Melissa Harris-Perry: Let's talk about moving beyond. So much of what Color of Change does is, not only organizing, digital organizing, on-the-ground organizing, moving people to various actions, but you are also really extraordinary storytellers helping us to reframe how we think about public events, how we think about what the possibilities are for the future. Tell me what kinds of stories we need to be telling or that we need to stop telling in this context, what Jordan Neely's killing tells us about the stories that are on a loop.
Rashad Robinson: I fundamentally believe that creative content, the stories that come out of Hollywood or enter our stages around the country, or show up on any of our screens have so much potential to unlock opportunities and not just obligations, have the ability to reach us in new ways. Right now, on a day-to-day basis, so much of the content normalizes this type of injustice. It's why we produced a report called Normalizing Injustice, where we looked at all the crime television shows across the season, and we have another one of those looks coming out in a couple of months.
That report really dug into all of the ways in which our television program, those crime procedural shows, those Law & Order and CSI type shows, show the "good guy", the law enforcement officer stepping outside of the rules, stepping outside of the set of obligations and responsibilities that they're sworn to and the law and then justifies the means, whether it's violence, whether it's surveillance, whether it's other things that are not actually the rules, doing those things and then be rewarded and us almost celebrating and curing that behavior because there's this idea that it's okay because it keeps us safe.
If those that have all of the tools of the state are incentivized on television programs to still violate the law in order to create some semblance of justice, that absolutely sends a message, but beyond that, Melissa, the idea of a vigilante, the idea of a lone wolf person taking justice into their own hands, stepping outside of the law, the rules, we are trained and we are taught to root for those folks, that they are our heroes in society.
Unless we begin to tell a different set of stories, build a new cannon of creative content that prioritizes what societies can look like when we have investments, how we can work together to solve problems, how we can create real accountability when these moments come up and how we manage and navigate conflict, I believe those can be very creative stories, but so much of our content now-- It's not just the television and movies, it's our content that comes out of gaming that in many ways creates an interaction for so many young men, in particular, to be the character that is saving the day through a whole set of actions.

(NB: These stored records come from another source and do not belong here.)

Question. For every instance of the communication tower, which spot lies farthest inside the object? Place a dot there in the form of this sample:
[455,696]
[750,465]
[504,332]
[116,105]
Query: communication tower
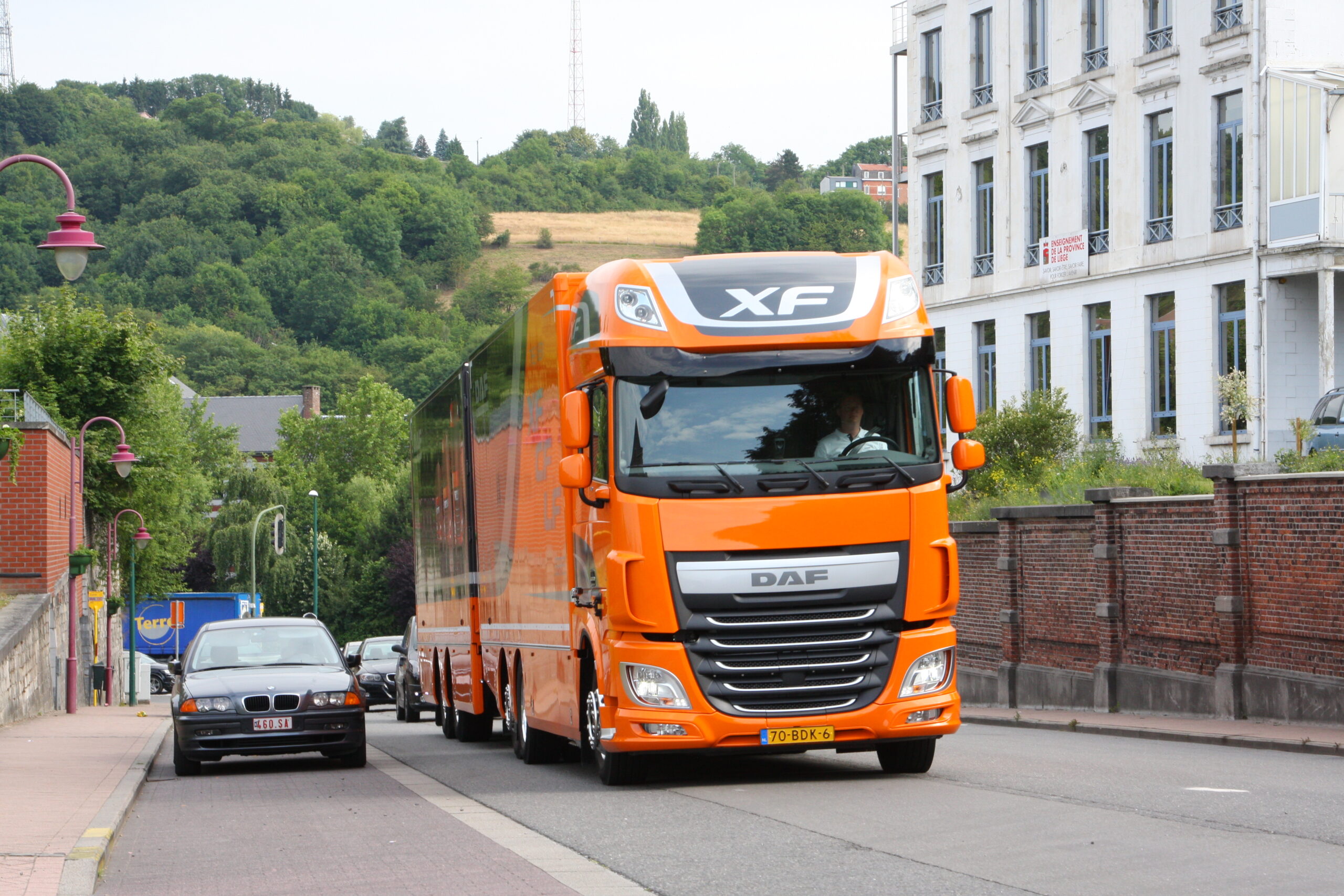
[6,47]
[577,114]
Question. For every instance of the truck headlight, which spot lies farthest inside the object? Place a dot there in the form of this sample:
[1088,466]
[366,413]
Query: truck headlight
[928,673]
[654,687]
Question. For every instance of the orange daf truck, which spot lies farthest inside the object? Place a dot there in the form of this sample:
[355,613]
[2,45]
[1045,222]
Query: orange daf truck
[695,505]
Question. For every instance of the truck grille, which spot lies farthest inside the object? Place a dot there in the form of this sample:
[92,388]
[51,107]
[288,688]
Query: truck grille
[793,653]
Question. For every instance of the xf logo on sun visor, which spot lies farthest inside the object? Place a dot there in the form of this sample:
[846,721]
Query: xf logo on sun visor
[760,296]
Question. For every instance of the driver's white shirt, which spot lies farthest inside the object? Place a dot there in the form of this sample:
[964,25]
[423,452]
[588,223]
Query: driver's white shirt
[838,441]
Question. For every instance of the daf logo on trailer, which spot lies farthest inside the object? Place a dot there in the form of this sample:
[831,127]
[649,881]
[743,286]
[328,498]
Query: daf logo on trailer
[788,577]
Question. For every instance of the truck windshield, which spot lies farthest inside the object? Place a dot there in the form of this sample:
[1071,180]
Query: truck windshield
[776,422]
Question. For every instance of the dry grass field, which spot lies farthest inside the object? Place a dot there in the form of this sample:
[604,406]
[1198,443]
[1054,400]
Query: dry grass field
[625,227]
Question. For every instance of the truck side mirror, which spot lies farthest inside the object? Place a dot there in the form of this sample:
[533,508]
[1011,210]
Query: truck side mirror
[961,405]
[575,472]
[575,419]
[968,455]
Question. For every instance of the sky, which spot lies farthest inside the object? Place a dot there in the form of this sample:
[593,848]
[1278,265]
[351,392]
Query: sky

Now, I love entertainment. I'm not saying that we shouldn't have entertaining content, but we have to be realistic about the kind of messages that we, in an ongoing way, send to society about the ends that justify the means and understanding the deep levels of racial discriminations, the way that our justice system doesn't work, all means that at the end of the day, Black people become, not just the ends, but the means.
At the same time, once again, almost three years after the remembrance of George Floyd's murder where Black people saw themselves in those images, saw a police officer so comfortable choking the life out of one of our own, that we see now a regular citizen being able to do the same thing and having those who are elected officials twist themselves in knots or very casually find ways to defend this type of behavior. We have the ability to change it.
I want to invite people in to join us in that effort, whether it is the fight to hold Hollywood accountable or whether it is the fight to create new laws and accountability, or whether it is the work to unlock resources that help us reimagine public safety and do the work that moves us forward.
Melissa Harris-Perry: Rashad Robinson is President of Color of Change. Thank you so much for taking the time with us.
Rashad Robinson: Thank you for having me.